Jornal "Correio da Manhã",
7 de abril de 2003.
Em
Washington, o lóbi mais poderoso é o da National Rifle Association. Trata-se da
associação de armas de fogo, que defende livre acesso a armamento por parte de
todos, incluindo indivíduos que já demonstraram ter perturbações mentais.
O
presidente da associação é Charlton Heston, que foi recentemente entrevistado
por Michael Moore, um polémico escritor e realizador, há pouco tempo retratado
no programa “60 Minutos”, transmitido em Portugal pela SIC Notícias.
Moore
questionou o líder do movimento:
-
Porque é que a América é o país em que mais se mata com armas de fogo?
Com
efeito, nos EUA, são assassinadas 11127 pessoas por ano com recurso a tais
armas, por contraposição a 68 vítimas no Reino Unido.
A
surpreendente resposta de Heston foi:
-
É que nós temos uma maior mistura de etnias.
Os
opositores da liberdade no acesso a armas ficaram atónitos com a afirmação.
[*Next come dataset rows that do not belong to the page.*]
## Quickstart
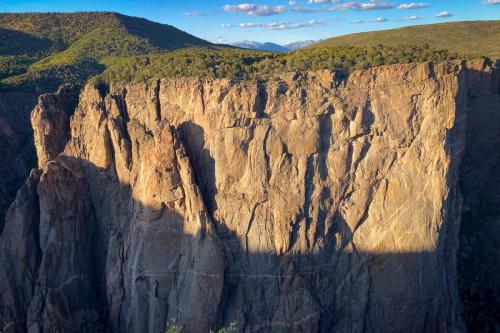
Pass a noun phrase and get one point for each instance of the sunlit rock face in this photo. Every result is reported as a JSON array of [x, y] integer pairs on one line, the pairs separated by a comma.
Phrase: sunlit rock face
[[16, 145], [306, 203]]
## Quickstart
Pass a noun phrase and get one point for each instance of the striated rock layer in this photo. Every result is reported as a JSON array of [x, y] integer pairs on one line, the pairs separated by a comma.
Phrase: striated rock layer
[[16, 145], [308, 203]]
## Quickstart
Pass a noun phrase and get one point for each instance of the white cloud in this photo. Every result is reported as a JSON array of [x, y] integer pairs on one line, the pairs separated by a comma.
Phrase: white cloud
[[193, 14], [282, 25], [255, 10], [444, 14], [323, 1], [412, 18], [413, 5], [371, 5], [306, 10]]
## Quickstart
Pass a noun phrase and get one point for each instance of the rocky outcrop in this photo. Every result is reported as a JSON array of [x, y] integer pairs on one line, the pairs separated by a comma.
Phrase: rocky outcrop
[[50, 119], [307, 203], [16, 145], [479, 261]]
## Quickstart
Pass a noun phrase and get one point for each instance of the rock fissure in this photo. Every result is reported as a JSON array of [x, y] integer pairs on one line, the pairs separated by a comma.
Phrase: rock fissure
[[307, 205]]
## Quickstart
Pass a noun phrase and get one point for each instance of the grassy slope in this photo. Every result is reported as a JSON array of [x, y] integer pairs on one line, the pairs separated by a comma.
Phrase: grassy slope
[[472, 38]]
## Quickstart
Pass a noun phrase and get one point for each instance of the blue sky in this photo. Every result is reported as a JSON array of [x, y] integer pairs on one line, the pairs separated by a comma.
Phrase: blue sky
[[280, 21]]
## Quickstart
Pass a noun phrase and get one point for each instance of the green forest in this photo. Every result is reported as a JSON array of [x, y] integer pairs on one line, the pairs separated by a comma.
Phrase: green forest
[[39, 52]]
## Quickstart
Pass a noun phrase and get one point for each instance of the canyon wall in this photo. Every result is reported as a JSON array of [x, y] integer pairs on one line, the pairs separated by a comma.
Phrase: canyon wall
[[16, 145], [307, 203]]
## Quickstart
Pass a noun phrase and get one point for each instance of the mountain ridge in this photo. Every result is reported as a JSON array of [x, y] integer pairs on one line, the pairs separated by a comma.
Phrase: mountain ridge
[[478, 38]]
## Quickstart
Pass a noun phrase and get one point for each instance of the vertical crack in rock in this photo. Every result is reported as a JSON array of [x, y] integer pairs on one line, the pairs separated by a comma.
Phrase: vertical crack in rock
[[314, 205]]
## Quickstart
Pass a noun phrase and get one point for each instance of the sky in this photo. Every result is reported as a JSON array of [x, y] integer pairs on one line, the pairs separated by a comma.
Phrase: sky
[[279, 21]]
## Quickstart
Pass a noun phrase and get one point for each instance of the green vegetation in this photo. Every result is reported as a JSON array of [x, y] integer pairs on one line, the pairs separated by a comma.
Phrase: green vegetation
[[39, 52], [173, 327], [475, 38], [247, 64]]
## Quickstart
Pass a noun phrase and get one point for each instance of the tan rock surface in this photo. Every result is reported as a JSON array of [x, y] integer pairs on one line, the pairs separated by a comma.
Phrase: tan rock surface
[[302, 204]]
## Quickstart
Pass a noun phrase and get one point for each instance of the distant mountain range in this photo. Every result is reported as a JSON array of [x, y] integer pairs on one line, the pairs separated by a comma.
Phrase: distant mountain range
[[469, 37], [246, 44]]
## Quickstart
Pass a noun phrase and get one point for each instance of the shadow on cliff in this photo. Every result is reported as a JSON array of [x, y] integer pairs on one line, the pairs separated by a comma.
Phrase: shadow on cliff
[[478, 261], [127, 273], [91, 273]]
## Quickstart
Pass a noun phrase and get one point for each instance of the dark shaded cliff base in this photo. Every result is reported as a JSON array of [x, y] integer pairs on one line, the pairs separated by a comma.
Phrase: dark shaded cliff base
[[309, 203]]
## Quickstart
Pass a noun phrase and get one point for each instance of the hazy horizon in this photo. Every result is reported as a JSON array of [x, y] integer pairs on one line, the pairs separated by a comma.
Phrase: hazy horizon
[[280, 22]]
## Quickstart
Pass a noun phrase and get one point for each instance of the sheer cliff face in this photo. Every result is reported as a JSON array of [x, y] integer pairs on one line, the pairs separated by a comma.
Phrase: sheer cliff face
[[306, 203], [16, 145]]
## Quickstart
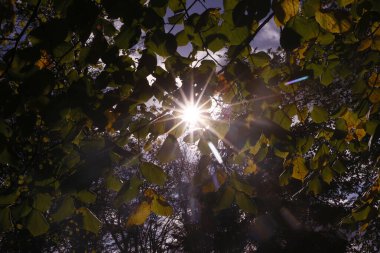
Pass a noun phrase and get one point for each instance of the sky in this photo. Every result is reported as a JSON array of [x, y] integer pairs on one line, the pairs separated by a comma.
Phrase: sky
[[268, 37]]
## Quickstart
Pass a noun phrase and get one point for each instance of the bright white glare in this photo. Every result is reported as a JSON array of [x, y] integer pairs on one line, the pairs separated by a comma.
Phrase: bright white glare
[[191, 114], [215, 152]]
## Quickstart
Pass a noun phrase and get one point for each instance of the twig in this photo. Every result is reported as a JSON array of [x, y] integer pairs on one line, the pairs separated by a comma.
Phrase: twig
[[34, 14]]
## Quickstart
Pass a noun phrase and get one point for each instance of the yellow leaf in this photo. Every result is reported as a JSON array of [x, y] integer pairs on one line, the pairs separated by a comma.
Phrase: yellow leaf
[[139, 216], [251, 168], [44, 61], [375, 96], [285, 10], [330, 23], [360, 133], [299, 169], [351, 118], [364, 44], [161, 207], [374, 80]]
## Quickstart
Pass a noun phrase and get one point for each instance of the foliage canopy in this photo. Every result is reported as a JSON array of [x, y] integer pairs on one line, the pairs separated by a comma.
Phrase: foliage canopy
[[92, 89]]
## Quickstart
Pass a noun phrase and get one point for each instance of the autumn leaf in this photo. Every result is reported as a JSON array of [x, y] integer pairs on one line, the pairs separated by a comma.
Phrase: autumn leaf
[[140, 214], [299, 168]]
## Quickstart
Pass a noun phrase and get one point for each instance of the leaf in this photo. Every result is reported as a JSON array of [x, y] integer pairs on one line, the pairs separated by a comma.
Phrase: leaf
[[344, 3], [127, 37], [36, 223], [5, 219], [42, 202], [128, 191], [251, 168], [113, 182], [361, 214], [226, 199], [260, 59], [327, 175], [153, 173], [315, 186], [319, 114], [169, 150], [241, 186], [375, 96], [176, 19], [86, 196], [285, 10], [161, 207], [330, 23], [245, 203], [299, 169], [215, 42], [8, 199], [90, 222], [360, 133], [66, 209], [140, 214], [310, 7]]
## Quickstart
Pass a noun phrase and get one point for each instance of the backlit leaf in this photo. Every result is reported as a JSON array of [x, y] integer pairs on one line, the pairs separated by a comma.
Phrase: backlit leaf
[[245, 203], [169, 150], [36, 223], [5, 219], [140, 214], [153, 173], [330, 23], [66, 209], [90, 222], [161, 207], [319, 114], [299, 168]]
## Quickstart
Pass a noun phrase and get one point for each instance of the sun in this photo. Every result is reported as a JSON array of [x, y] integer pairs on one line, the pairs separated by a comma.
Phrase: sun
[[191, 114]]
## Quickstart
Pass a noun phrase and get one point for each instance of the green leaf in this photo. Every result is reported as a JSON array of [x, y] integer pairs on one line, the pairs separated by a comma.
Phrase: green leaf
[[129, 191], [140, 214], [113, 182], [327, 78], [245, 203], [310, 7], [260, 59], [343, 3], [339, 167], [66, 209], [5, 219], [161, 207], [299, 169], [153, 173], [42, 202], [319, 114], [37, 224], [127, 37], [169, 150], [216, 41], [8, 199], [226, 200], [361, 214], [285, 10], [307, 28], [86, 196], [176, 19], [90, 222], [327, 175], [315, 186], [241, 186], [330, 23]]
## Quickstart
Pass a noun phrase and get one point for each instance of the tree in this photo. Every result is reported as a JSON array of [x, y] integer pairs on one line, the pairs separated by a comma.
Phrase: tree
[[91, 122]]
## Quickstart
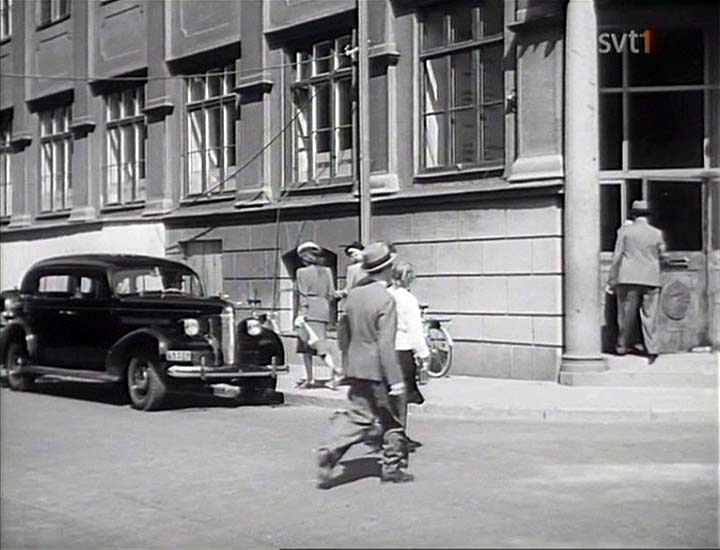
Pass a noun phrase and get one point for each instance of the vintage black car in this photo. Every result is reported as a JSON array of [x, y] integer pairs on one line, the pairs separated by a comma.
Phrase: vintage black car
[[137, 321]]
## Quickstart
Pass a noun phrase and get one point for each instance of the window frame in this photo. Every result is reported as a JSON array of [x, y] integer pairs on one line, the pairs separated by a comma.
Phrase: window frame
[[307, 78], [229, 125], [127, 169], [53, 140], [6, 9], [59, 10], [6, 198], [447, 50]]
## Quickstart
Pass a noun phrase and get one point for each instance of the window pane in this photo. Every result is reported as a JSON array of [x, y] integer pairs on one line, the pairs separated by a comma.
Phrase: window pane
[[676, 57], [436, 143], [433, 30], [465, 124], [609, 216], [464, 80], [494, 142], [322, 102], [462, 23], [342, 60], [492, 17], [322, 53], [436, 84], [493, 85], [677, 211], [196, 88], [344, 102], [666, 130], [611, 131]]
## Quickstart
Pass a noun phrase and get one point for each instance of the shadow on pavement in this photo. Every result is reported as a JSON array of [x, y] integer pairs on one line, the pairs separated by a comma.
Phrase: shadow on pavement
[[356, 469], [112, 395]]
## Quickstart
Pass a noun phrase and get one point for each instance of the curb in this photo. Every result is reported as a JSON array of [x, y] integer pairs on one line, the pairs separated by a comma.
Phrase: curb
[[560, 414]]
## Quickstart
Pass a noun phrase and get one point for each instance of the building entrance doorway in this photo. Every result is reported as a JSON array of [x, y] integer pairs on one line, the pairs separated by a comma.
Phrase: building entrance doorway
[[682, 209]]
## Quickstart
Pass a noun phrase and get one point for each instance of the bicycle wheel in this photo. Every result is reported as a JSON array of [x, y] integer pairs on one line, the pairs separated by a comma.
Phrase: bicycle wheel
[[440, 344]]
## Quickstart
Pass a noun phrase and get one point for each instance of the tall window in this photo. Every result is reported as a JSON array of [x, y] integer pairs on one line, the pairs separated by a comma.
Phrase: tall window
[[5, 19], [212, 121], [126, 139], [52, 10], [322, 103], [659, 98], [462, 85], [55, 159], [5, 183]]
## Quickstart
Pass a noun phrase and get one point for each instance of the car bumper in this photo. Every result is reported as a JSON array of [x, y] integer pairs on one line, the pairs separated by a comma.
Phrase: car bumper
[[200, 372]]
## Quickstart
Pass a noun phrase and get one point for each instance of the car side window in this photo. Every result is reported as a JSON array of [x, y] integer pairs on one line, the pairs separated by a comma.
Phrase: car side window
[[54, 286]]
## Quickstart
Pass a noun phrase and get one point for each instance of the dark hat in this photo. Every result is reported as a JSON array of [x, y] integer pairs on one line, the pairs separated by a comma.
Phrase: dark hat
[[308, 246], [640, 207], [357, 245], [377, 256]]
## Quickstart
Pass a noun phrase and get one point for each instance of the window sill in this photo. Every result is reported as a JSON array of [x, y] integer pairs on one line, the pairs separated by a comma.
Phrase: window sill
[[190, 200], [53, 215], [309, 187], [442, 174], [111, 208], [52, 22]]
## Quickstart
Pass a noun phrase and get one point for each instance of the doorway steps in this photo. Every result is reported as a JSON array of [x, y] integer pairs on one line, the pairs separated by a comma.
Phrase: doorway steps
[[676, 370]]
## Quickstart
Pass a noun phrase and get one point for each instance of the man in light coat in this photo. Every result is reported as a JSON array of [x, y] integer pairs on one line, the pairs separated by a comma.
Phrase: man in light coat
[[373, 374], [635, 276]]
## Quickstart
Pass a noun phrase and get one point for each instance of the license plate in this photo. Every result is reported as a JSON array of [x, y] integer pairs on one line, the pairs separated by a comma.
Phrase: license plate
[[178, 355]]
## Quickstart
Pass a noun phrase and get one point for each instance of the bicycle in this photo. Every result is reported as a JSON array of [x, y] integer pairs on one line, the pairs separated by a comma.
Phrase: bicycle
[[439, 343], [267, 319]]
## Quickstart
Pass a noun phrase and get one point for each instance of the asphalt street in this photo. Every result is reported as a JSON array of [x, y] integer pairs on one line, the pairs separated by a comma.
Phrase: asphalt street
[[81, 471]]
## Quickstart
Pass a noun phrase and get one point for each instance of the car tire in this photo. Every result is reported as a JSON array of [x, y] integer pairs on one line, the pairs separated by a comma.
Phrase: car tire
[[146, 389], [17, 354]]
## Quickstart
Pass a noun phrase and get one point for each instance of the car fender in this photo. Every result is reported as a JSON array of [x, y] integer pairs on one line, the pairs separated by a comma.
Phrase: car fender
[[148, 338], [17, 329]]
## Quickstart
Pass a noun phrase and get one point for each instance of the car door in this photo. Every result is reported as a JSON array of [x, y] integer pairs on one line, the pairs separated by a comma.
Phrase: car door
[[51, 319], [91, 323]]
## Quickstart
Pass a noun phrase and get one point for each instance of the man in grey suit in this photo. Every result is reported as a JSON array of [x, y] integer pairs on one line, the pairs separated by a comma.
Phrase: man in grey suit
[[373, 374], [635, 275]]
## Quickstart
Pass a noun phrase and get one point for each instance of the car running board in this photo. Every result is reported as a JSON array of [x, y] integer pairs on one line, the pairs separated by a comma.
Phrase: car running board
[[71, 375]]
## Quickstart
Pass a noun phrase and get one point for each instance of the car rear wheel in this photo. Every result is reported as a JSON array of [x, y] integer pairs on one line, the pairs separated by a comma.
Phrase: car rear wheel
[[146, 389], [16, 357]]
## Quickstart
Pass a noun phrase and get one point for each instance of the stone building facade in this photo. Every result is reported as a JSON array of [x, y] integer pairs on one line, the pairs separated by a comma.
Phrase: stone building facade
[[223, 132]]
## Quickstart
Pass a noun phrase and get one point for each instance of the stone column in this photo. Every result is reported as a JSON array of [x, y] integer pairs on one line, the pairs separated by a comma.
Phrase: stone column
[[21, 125], [84, 190], [581, 262], [162, 166]]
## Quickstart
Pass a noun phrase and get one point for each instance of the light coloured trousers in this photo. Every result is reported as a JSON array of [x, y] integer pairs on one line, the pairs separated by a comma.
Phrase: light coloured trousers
[[632, 298]]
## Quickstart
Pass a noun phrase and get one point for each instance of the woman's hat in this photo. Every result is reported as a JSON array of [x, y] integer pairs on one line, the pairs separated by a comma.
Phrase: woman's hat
[[376, 257], [308, 246], [640, 207]]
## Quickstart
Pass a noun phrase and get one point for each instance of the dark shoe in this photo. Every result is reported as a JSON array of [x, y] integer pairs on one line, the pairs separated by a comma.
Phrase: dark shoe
[[398, 476], [325, 466], [413, 445]]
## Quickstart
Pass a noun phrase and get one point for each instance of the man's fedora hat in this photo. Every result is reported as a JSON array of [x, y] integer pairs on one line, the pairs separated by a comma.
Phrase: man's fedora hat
[[308, 246], [640, 207], [376, 257]]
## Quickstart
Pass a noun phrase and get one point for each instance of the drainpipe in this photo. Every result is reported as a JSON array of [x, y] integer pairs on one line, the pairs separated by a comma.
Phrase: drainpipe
[[581, 262]]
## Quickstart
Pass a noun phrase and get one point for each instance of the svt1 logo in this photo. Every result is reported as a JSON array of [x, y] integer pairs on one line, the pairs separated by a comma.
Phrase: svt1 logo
[[644, 42]]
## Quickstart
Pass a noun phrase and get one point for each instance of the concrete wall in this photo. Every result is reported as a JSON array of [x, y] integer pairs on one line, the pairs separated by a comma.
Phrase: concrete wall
[[16, 256]]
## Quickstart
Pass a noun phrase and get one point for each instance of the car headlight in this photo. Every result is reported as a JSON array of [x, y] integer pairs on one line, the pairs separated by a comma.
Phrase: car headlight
[[254, 327], [191, 326]]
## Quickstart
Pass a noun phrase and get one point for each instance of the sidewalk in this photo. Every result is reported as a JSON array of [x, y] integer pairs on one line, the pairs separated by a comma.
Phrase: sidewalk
[[489, 398]]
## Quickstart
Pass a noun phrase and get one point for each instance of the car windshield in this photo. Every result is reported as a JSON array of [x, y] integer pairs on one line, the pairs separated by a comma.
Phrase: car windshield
[[157, 279]]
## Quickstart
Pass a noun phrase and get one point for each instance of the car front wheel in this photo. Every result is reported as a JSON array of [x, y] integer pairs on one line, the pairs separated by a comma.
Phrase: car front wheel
[[146, 389], [16, 357]]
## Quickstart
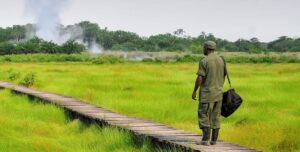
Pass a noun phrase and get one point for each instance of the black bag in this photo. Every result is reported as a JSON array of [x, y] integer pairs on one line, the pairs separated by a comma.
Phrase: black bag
[[231, 100]]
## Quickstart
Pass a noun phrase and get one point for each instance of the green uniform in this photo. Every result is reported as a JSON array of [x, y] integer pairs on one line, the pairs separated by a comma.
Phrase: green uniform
[[211, 91]]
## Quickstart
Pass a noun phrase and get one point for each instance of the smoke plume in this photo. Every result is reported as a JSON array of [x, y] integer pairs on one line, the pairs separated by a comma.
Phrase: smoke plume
[[46, 14]]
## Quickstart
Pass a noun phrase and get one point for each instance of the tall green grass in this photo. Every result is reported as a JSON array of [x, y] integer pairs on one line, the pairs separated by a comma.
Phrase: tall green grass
[[268, 119], [32, 126]]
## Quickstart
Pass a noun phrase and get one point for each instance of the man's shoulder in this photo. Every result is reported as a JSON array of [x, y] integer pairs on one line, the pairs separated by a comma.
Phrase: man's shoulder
[[203, 60]]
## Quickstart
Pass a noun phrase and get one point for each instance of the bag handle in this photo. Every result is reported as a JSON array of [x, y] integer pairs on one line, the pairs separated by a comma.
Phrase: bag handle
[[226, 71]]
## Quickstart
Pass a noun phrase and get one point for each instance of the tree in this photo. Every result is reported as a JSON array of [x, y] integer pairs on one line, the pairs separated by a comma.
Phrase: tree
[[72, 47]]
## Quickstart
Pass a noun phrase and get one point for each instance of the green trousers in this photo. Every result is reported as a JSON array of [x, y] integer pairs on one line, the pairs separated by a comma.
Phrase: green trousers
[[209, 114]]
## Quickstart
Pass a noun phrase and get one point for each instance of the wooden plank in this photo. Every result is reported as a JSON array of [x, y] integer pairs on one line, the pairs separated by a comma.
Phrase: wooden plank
[[157, 131]]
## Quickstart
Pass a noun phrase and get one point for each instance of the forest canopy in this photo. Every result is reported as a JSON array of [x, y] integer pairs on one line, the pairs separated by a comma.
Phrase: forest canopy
[[14, 40]]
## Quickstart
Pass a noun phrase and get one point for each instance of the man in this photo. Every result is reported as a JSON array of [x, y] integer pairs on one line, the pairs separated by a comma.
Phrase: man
[[210, 79]]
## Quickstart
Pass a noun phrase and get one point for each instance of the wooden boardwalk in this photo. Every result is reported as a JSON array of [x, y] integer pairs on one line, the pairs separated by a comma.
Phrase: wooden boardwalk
[[159, 133]]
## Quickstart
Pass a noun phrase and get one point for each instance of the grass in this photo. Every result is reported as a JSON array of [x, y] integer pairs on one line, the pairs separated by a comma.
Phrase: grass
[[32, 126], [268, 120]]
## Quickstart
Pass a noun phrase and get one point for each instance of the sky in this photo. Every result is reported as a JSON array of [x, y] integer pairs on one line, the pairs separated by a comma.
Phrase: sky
[[227, 19]]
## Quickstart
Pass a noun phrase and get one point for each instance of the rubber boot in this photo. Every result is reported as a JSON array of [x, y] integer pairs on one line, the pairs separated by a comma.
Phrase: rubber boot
[[206, 135], [214, 136]]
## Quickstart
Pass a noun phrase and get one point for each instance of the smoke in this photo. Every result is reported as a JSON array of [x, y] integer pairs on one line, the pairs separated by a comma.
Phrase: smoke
[[46, 14]]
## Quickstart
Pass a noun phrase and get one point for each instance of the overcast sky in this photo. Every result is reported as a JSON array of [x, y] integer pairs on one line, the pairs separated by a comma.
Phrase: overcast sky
[[230, 19]]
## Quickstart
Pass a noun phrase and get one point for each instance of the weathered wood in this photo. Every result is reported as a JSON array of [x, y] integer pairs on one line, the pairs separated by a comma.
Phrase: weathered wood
[[158, 132]]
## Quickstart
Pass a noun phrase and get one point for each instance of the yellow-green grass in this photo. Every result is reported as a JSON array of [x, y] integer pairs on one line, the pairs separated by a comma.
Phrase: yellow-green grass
[[30, 126], [268, 120]]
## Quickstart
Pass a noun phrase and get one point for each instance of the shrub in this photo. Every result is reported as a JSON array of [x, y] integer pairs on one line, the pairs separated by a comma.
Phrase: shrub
[[189, 58], [28, 80], [107, 60], [13, 75]]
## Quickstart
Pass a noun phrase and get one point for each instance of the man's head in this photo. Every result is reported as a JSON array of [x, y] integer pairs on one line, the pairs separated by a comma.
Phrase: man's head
[[209, 46]]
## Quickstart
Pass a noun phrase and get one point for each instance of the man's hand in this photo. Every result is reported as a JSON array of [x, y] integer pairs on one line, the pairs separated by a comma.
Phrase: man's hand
[[194, 95]]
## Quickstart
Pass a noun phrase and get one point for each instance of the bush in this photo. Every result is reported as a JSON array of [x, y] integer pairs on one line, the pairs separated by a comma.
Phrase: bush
[[147, 60], [189, 58], [28, 80], [13, 75], [107, 60]]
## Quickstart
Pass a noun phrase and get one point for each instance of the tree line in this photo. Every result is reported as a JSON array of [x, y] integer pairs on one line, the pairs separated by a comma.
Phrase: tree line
[[13, 41]]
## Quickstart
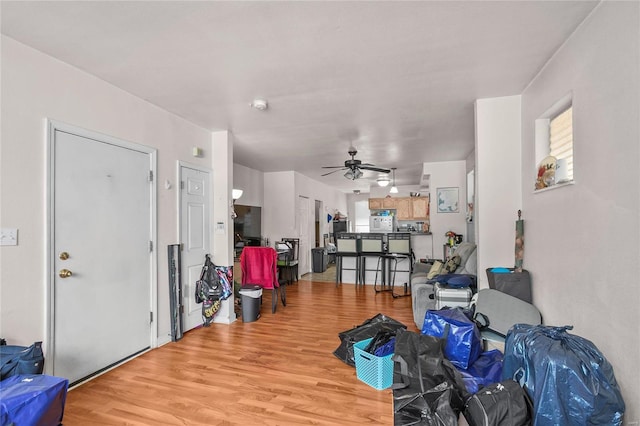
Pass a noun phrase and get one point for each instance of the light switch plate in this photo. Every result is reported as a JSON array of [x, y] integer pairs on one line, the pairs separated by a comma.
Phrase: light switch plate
[[8, 237]]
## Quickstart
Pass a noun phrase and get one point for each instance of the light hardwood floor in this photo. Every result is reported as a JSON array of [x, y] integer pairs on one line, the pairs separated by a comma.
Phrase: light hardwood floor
[[279, 370]]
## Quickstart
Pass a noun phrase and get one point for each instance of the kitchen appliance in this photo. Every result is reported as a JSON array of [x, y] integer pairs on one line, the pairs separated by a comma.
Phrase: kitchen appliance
[[382, 223]]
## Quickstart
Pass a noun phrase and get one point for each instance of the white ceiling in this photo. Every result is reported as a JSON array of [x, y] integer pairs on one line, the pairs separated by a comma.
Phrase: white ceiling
[[395, 79]]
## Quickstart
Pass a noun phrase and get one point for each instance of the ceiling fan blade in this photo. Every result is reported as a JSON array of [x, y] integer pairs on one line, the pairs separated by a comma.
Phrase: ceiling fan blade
[[333, 171], [375, 169]]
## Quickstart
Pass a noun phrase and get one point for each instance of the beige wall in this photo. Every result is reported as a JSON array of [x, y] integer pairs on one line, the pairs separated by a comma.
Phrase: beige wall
[[36, 87], [582, 241]]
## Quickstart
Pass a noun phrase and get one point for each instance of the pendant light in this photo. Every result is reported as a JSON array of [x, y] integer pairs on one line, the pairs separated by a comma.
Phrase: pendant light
[[394, 188]]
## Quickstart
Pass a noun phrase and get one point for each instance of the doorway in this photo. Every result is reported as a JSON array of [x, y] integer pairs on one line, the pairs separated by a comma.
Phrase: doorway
[[101, 251], [195, 220], [305, 230]]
Como é que uma pessoa pode pensar que o facto de várias etnias conviverem no
mesmo espaço justifica uma matança entre civis?
Os
defensores da associação dizem que o jornalista explorou a idade avançada do
entrevistado.
Seja
como for, uma semelhante concepção da sociedade é inaceitável.
Mas
não deve ser exclusiva do Sr. Charlton Heston.
Há
uns anos atrás, participei em Taiwan num encontro internacional de juristas. Um
advogado norte-americano defendia que a razão de ser dos conflitos
inter-raciais em Los Angeles residia no facto de grande parte dos
estabelecimentos comerciais pertencerem a coreanos.
Para
os ocidentais e afro-americanos, a forma correcta e delicada de um balconista
dar o troco ao cliente é colocar-lhe as moedas na mão. O coreano julga que deve
pôr as moedas espalhadas em cima do balcão. Deste modo, o cliente pode, através
de um simples olhar, confirmar que a demasia está correctamente contada. Como o
lojista procede assim, o cliente ocidental interpreta tal como uma falta de
deferência, pois o comerciante obriga-o a transferir as moedas uma a uma para a
sua mão. Daí uma latente conflitualidade entre coreanos e ocidentais naquela cidade.
Ainda
que tal corresponda à verdade, ninguém de bom senso poderia pensar que a forma
de resolver esse problema seria distribuir armas por todos.
Com
efeito, dificilmente se encontrará país mais liberal nesta matéria do que os
Estados Unidos. Visitei por diversas vezes as Filipinas, país onde qualquer
pessoa pode ser portador de pistolas ou revólveres. Mesmo assim, na maior parte
dos hotéis, os hóspedes ou visitantes devem deixar as mesmas à entrada, ao
cuidado de um dos seguranças.
Em
Portugal, o acesso a armas de defesa é muito restrito e não é fácil obter a
respectiva licença de uso e porte. Quem não for taxista, dificilmente consegue
a licença.
Quanto
às armas de caça, torna-se necessário lançar uma pedagogia informativa no
sentido de esclarecer que a respectiva licença apenas permite o uso de tais
espingardas para o exercício da caça. O bom caçador sabe que a sua arma nunca
se destina a servir para defesa pessoal.
Infelizmente,
nem sempre assim sucede. Na minha vida profissional, vou-me deparando com casos
de uso indevido de caçadeiras.
Uma
jovem mãe solteira vivia sozinha numa habitação social de rés-do-chão, em zona
isolada. Quase todas as noites, um indivíduo chamava por ela e batia-lhe nos
estores, aterrorizando-a. Entretanto, a rapariga começou a namorar com um outro
senhor, tendo ambos passado a viver juntos naquela casa. Nem assim, a jovem
deixou de ser importunada.
Um
dia, cansado de tudo aquilo, o namorado da rapariga pegou numa caçadeira e
disparou sobre o homem. Felizmente, a distância fez com que os chumbos se
dispersassem e apenas ferissem a vítima. O tiro de caçadeira, quando disparado
de perto, é altamente mortífero, pois os grãos não chegam a espalhar-se,
causando um grande orifício. Mas, para bem de todos, não foi esse o caso.